The limited sample size and the high incidence of frozen transfers may be confounding variables in this analysis. For this reason a separate analysis was performed documenting no difference in outcomes for frozen cycles. The high proportion of frozen transfers included in this study may have impacted outcomes as this may represent an exclusion of patients who did not have supernumerary euploid blastocysts available for transfer in a subsequent cycle. Additionally, it may have been useful to analyze the biopsy results for histopathologic diagnosis, potentially providing more information to direct cycle management. As a result of the retrospective nature of this study design, we cannot exclude the possibility that women who underwent endometrial disruption could have been an even poorer prognosis group then those who did not and subsequently underwent this procedure at the recommendations of the clinical team. However, it is reassuring to note that both populations had equivalent demographic parameters and cycle dynamics, even with the potential for a slighter poorer prognosis in the intervention group, given the older age of these patients. All patients in this study had a saline infusion sonogram to document a normal intrauterine cavity prior to embryo transfer and while there has not been evidence suggesting this procedure alters the endometrial environment, it could theoretically be a confounding variable to study design.

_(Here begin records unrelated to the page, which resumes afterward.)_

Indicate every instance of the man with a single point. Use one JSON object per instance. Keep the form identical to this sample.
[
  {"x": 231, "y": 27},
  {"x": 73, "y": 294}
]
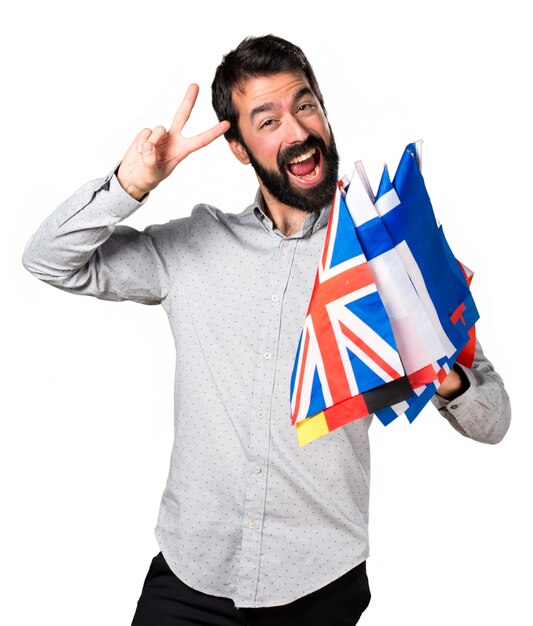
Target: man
[{"x": 252, "y": 529}]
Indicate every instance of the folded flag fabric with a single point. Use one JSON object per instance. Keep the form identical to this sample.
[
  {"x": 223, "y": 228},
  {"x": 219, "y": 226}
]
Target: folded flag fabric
[
  {"x": 391, "y": 309},
  {"x": 347, "y": 363}
]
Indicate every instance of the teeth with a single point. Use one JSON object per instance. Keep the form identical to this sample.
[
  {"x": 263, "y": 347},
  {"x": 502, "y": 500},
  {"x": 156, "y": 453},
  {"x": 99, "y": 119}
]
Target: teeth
[
  {"x": 303, "y": 157},
  {"x": 311, "y": 175}
]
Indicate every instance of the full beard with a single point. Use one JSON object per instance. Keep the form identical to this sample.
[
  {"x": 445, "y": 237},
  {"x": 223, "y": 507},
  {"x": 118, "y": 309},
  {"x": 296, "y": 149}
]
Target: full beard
[{"x": 280, "y": 186}]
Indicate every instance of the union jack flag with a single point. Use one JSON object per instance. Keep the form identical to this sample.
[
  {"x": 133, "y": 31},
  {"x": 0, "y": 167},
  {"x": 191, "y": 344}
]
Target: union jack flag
[
  {"x": 390, "y": 311},
  {"x": 347, "y": 364}
]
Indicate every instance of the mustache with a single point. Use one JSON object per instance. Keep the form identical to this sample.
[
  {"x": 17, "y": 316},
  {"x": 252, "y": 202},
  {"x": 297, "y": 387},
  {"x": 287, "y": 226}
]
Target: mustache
[{"x": 313, "y": 141}]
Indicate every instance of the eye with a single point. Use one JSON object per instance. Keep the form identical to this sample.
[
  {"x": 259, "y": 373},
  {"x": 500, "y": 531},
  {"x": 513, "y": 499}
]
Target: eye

Implantation failure is a challenging clinical dilemma and both the embryo and endometrium play critical roles in establishing a successful pregnancy. Recent advances in blastocyst culture and genetic screening have allowed for selection of the highest-quality embryos; however, tools that can enhance endometrial receptivity are still under investigation. This is the first analysis that addresses the impact of endometrial disruption in the highest-risk subgroup: those who have previously failed the transfer of morphologically–normal, euploid blastocysts.

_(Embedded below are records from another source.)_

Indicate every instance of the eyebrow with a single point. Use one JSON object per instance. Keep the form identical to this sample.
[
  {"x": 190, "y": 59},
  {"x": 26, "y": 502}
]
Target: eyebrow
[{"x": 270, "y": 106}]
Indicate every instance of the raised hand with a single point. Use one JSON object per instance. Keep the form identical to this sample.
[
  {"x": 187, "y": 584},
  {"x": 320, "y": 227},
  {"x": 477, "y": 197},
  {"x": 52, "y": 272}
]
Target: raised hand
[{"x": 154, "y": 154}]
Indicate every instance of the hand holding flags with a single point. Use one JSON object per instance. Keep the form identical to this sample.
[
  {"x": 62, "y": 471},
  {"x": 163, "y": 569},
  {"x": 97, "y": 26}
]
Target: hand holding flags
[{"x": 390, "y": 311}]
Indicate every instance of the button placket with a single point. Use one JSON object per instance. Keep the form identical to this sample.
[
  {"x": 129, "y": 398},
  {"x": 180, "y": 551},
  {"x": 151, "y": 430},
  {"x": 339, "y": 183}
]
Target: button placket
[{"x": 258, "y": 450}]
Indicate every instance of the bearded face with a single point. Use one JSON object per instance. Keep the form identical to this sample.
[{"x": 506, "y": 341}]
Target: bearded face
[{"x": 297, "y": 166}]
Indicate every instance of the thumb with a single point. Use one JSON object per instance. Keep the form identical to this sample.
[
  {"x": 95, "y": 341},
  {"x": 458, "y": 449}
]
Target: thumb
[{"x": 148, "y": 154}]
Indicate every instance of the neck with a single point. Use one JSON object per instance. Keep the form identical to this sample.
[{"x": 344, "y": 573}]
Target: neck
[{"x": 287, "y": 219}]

Single pass endometrial biopsy has no measurable impact on endometrial receptivity in the highest risk subgroup -patients who have failed to sustain the transfer of morphologically normal euploid embryos- as evidenced by equivalent clinical and sustained implantation rates. While it remains possible that the etiology of the failures may relate to embryo quality in spite of rigorous efforts to identify morphologically-normal, euploid embryos, these data suggest that caution should be used prior to adopting endometrial disruption and that class I data evaluating specific well-defined clinical situations are still needed. Specifically, a randomized controlled trial evaluating live birth outcomes following endometrial disruption in the cycle immediately preceding fresh or frozen euploid blastocyst transfers is needed to determine the clinical efficacy of this strategy in patients who fail to sustain implantation of the highest-quality embryos.